Last Thursday (23rd April) I gave a presentation to the Hove Civic Society on the supply of affordable housing to buy and to rent in Brighton and Hove. I have prepared four bite size summaries of my presentation:
- The scale of the problem
- The need to build build build
- The economic consequences of current housing policy
- The need to end, not extend, the Right to Buy.
Today, the need to end, not extend, the Right to Buy.
We must end, not extend, the Right to Buy. It does not address housing need. It sees a reduction in social housing numbers. It benefits those who are already well-placed. It could cost up to £11.6 billion according to the National Housing Federation.
The Right to Buy doesn’t help private renters. It doesn’t help people on council waiting lists. It doesn’t help young people living with their parents.
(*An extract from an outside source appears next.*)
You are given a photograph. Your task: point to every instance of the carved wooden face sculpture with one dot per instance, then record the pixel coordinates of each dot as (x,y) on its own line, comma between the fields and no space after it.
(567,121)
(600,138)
It does nothing to address affordability. The £11.6 billion subsidy could achieve so much more.
57% of voters think that extending the Right to Buy to housing association tenants is the wrong priority. This includes 44% of Conservative votes, according to a poll carried out in April by YouGov.
The large housing associations are doing little to provide homes for rent. In fact, housing associations are planning to develop less than 20 homes in Brighton & Hove at social rent levels in the next 3 years. That is a scandal and must change.
We need politicians with vision and courage who will build, who will invest in house building for rent, and who will end, not extend, the Right to Buy.